May 12, 2010 - 0 Comments

In our previous posts on “Key Components for Maximizing Video Conferencing Investments,” we addressed the importance of having people and processes in place to accelerate usage and adoption.  In this segment, we’ll discuss the significant role that technology plays in the successful deployment of any video solution and how asking a few basic questions from the start can make a significant difference.

The key to ensuring maximum adoption of a new video solution is to quickly and seamlessly integrate it into your existing business practices.  Having your network infrastructure optimized to support your video strategy is imperative, that means asking some important questions from the beginning of the process:

  • What are my immediate, mid-range and long term objectives with video communications? Should I start with a small deployment and grow, or would it be more effective to enable every desktop with video on Day 1?
  • Does my network have the capacity and quality of service to support video calls?  Should I increase network capacity?  How many concurrent calls should I plan for?
  • Is it scalable to support future growth?  If I want to grow my network, how will I add new locations, new endpoints and new capabilities?  Will I have to replace infrastructure?
  • Will my video network require internal and external calls?  How well does the infrastructure traverse firewalls?  Will it be easy to connect to customers, partners and vendors outside my firewall?
  • Is the technology interoperable with other platforms like Microsoft, IBM, Avaya and others?  How well, if at all, does the video network integrate with my unified communications (UC) platform?   Will it compliment my UC strategy or operate independently?
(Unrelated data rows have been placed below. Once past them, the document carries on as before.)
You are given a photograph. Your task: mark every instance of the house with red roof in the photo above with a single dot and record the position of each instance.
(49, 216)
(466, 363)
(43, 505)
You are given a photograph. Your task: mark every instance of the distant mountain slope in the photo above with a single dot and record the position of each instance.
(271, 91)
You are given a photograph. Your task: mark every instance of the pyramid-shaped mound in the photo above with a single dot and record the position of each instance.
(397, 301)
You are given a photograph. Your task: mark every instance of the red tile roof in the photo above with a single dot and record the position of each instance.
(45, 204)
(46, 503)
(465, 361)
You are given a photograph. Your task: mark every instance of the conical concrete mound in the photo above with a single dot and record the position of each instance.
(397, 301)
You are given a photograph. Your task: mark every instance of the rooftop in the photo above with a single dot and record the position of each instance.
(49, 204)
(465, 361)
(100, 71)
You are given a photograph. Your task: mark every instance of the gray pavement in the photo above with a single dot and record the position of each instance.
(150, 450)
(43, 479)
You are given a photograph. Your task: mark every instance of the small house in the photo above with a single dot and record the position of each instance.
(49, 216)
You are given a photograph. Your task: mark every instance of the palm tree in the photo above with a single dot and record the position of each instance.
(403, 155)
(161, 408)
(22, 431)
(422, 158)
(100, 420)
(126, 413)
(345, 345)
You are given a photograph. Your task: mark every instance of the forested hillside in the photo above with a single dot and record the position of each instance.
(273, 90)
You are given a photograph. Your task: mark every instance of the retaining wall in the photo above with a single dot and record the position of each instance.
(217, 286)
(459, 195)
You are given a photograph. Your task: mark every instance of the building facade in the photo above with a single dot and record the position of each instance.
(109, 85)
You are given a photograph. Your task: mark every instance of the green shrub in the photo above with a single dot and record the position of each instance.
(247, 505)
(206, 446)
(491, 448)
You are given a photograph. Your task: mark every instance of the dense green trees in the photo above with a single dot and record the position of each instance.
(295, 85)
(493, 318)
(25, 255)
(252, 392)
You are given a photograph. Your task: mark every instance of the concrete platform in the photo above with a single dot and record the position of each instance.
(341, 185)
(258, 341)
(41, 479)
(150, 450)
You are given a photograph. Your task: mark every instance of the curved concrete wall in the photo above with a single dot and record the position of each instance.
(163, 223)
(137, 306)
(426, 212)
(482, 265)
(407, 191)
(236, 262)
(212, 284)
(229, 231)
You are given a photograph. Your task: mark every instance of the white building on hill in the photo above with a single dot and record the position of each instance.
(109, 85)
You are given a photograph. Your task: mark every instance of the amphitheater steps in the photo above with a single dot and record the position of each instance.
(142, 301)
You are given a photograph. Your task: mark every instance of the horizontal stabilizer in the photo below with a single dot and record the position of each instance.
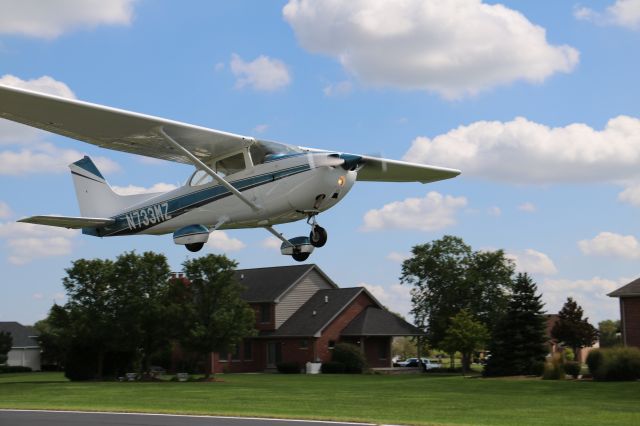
(68, 221)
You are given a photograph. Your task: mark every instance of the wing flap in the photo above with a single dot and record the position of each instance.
(113, 128)
(68, 221)
(384, 170)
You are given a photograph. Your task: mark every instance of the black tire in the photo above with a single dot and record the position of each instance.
(194, 247)
(318, 236)
(300, 257)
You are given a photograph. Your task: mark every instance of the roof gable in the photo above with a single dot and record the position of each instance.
(376, 321)
(631, 289)
(266, 285)
(23, 336)
(318, 312)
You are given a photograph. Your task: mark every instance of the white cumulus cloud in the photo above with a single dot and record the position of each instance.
(51, 18)
(453, 47)
(398, 257)
(622, 13)
(433, 212)
(533, 262)
(26, 242)
(263, 73)
(219, 240)
(271, 243)
(522, 151)
(5, 210)
(611, 245)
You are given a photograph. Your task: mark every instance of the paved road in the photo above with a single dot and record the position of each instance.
(61, 418)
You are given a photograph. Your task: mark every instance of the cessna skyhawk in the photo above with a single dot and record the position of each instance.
(239, 181)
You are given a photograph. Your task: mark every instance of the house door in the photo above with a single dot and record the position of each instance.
(274, 354)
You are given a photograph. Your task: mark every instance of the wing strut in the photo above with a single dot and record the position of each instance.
(199, 164)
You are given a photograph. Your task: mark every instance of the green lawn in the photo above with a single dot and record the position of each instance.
(420, 399)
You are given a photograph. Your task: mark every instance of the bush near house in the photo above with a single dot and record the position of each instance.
(351, 356)
(614, 364)
(332, 367)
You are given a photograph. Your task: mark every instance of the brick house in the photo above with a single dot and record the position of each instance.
(629, 296)
(301, 314)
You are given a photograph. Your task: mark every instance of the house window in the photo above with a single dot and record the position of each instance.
(265, 313)
(235, 355)
(248, 350)
(383, 350)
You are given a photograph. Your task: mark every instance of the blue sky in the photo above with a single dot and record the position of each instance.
(536, 103)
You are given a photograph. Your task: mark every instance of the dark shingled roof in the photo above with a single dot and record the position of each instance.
(265, 285)
(22, 335)
(631, 289)
(303, 323)
(374, 321)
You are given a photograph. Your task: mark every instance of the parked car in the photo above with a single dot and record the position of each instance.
(426, 363)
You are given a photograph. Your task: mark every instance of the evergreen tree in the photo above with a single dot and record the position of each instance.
(518, 344)
(571, 329)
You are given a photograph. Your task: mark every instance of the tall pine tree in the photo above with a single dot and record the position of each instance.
(571, 329)
(518, 344)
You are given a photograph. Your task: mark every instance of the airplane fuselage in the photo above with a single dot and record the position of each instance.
(285, 189)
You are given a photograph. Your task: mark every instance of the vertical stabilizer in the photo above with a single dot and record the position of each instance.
(95, 196)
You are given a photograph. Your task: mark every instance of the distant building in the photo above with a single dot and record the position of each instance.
(25, 350)
(301, 314)
(629, 296)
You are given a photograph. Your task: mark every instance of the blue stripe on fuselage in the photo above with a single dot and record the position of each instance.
(137, 220)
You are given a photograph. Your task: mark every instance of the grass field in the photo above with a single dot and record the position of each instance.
(411, 399)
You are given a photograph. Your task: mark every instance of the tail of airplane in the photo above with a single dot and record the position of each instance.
(95, 196)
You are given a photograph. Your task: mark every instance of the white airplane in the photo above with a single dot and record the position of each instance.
(239, 181)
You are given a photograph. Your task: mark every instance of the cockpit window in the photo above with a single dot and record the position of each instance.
(230, 165)
(200, 177)
(263, 151)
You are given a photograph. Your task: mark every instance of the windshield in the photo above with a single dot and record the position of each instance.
(263, 151)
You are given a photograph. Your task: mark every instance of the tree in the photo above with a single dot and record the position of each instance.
(448, 276)
(609, 331)
(465, 334)
(218, 317)
(141, 297)
(6, 342)
(518, 342)
(571, 329)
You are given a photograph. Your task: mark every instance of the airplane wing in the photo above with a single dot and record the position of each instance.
(384, 170)
(115, 128)
(68, 221)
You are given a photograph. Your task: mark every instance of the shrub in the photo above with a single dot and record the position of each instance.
(553, 368)
(572, 368)
(595, 359)
(288, 368)
(332, 367)
(618, 364)
(14, 369)
(351, 356)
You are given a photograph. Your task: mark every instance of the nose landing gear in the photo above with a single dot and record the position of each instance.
(318, 235)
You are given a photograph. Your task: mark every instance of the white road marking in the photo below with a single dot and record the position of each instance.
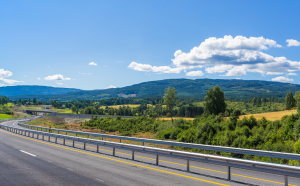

Each one of these questions raises important considerations that – if not addressed early on – can significantly impact the roll-out of your video network and ultimately be the difference between a successful and a less then successful implementation.   Fortunately you do not have to go it alone when addressing these questions.   There are a range of services that are available from manufacturers, integrators and consultants that will help you architect a solution that fits your goals.  Investing the time and effort up front will pay big dividends when it comes to getting the most from your video network.